For 2 I left out a ton of things that I didn’t know how to summarize in the summary, I think it’s more profile #2 than profile #1. I guess it might depend on whether “Personalized Medicine LLC” is another name for “MetaMed”, or they were two different companies. (Edit: it probably shouldn’t count, I guess only the 2 years before their last role count, will tentatively change it as closer to profile #1)
For 11 idk how to consider the experience as teenage actor and as Officer Cadet at the air force. maybe it’s a 10 hour a week kind of thing and shouldn’t count, I honestly have no idea
Just to be clear, my conception of Type 2 is that they’re still involved in EA (e.g. through ETG, volunteering, meetups), but their job isn’t, for some period of time.
Which is partly why I think 25%/75% is better than 50⁄50
If RAF cadets work like USAF cadets it means they went to college at some kind of military academy and were essentially full time plus in military training alongside school.
I feel icky spending this much time discussing the CVs of people I’ve never met (if the people concerned see this and feel weird I’m sorry!).
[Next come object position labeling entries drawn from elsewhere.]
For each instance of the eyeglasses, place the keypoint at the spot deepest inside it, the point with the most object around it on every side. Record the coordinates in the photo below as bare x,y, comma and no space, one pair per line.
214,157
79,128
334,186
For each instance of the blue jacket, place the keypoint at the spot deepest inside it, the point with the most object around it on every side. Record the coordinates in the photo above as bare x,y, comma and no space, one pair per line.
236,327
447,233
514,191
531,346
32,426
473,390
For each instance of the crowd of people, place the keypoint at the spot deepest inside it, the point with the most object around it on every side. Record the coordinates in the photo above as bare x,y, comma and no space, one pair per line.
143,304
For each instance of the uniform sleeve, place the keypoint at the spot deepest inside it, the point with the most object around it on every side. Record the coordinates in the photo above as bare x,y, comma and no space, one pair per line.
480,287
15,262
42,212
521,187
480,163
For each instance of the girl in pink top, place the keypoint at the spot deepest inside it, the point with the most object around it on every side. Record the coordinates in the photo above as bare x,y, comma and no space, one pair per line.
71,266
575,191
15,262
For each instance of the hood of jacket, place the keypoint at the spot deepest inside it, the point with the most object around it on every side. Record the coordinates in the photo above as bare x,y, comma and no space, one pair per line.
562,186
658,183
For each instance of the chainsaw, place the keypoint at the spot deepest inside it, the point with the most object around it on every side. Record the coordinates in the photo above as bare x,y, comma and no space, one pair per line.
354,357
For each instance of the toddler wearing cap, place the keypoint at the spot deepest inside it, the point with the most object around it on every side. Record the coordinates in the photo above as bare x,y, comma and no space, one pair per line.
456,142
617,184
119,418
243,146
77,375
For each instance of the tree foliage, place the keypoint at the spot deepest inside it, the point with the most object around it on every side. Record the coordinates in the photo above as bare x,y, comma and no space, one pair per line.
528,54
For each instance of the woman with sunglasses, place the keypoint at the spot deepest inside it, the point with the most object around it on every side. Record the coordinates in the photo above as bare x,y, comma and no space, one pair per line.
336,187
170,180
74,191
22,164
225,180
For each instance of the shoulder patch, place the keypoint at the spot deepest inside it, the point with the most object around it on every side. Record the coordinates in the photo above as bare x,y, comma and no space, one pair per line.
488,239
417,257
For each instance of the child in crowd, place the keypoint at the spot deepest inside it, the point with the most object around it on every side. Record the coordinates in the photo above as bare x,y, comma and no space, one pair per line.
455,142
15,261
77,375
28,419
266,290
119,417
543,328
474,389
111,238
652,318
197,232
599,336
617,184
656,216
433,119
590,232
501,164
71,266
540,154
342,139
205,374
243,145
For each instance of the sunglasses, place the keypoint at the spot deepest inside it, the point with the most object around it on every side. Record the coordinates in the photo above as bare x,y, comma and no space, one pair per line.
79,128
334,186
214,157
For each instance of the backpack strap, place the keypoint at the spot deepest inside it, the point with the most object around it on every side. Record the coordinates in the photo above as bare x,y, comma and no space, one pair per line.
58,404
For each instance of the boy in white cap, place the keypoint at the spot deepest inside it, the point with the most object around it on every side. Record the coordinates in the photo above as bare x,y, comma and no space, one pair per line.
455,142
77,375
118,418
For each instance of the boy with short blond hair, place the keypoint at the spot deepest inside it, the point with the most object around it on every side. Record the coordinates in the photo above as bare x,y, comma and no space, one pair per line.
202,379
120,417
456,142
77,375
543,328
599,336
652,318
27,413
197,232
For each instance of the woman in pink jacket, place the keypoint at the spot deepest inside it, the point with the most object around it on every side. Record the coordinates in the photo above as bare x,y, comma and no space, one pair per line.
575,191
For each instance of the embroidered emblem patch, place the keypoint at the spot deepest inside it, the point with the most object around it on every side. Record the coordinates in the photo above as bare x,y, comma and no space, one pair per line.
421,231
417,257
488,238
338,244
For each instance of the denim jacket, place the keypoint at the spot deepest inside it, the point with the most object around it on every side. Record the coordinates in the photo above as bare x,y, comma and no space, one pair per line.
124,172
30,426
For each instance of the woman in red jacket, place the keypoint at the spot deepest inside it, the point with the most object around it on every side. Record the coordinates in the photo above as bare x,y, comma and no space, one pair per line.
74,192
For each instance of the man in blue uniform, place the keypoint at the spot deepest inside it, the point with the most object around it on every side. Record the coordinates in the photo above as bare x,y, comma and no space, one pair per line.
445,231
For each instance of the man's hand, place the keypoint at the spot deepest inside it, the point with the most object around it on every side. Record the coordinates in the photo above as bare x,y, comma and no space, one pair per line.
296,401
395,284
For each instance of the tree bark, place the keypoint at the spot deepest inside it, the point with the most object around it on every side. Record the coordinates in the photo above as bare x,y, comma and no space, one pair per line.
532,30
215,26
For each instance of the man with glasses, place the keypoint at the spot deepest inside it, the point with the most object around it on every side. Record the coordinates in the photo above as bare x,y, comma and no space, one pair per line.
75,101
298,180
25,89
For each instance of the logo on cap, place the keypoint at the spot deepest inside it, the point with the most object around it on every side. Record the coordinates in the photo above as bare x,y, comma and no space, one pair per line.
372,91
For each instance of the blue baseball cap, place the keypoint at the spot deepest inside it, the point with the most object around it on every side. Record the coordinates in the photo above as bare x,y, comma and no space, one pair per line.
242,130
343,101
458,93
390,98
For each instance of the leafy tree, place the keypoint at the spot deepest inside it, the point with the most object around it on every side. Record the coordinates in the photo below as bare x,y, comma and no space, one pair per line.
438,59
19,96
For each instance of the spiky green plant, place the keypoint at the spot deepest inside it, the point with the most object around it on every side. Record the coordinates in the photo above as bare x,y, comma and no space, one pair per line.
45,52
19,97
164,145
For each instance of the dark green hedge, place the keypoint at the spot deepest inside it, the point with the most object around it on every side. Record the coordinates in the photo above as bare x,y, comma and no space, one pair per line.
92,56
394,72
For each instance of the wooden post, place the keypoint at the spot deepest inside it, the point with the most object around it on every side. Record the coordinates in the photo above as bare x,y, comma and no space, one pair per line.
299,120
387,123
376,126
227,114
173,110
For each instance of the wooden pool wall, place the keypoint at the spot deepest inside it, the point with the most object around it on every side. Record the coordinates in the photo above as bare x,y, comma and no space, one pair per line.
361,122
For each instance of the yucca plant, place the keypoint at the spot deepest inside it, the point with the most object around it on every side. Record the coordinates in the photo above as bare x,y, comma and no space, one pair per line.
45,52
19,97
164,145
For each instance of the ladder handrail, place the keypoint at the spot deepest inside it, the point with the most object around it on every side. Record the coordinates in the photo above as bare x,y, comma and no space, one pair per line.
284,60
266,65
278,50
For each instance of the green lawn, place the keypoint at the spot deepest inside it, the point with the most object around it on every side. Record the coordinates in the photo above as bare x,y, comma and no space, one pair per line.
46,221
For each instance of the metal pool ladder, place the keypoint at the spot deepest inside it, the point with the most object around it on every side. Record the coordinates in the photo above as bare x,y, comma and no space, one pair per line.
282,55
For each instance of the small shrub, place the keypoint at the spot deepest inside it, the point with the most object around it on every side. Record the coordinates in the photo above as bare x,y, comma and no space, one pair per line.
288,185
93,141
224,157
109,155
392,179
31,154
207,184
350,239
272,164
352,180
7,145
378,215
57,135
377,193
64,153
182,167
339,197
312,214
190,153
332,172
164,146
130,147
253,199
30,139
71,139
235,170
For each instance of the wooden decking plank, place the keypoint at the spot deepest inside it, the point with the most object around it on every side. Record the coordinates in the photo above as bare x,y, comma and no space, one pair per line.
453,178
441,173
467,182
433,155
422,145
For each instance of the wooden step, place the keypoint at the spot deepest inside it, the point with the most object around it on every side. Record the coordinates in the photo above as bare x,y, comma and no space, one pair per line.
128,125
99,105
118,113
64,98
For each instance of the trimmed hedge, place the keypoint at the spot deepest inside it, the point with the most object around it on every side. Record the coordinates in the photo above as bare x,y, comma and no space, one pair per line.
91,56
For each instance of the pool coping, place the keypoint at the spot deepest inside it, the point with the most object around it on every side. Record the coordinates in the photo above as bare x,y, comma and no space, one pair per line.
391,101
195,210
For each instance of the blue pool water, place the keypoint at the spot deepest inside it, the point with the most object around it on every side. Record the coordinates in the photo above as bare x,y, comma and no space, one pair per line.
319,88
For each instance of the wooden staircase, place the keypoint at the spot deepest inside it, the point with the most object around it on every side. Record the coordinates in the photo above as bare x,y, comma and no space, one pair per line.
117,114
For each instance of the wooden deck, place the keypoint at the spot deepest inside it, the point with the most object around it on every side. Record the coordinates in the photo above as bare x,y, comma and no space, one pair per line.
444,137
That being said, I think what we’re talking about here is quite different from the USAF cadets. I remember attending a recruitment event for a similar scheme run by the British Army and, if I recall correctly, it’s basically a fun uni club thing the various forces offer to recruit uni grads. A weekly training night, some socials, some adventurous trips, etc. You can check the official website here.
I’ll try and loop back to your reply when I’m less exhausted (having a two year old is quite the thing). But off the top of my head:
1. bloody well done for going the extra mile on this ❤️
2. if you’re right about the 50%, that worries me. I was hoping for something more like 30%/ 70%. This is serious diversity problem IMO.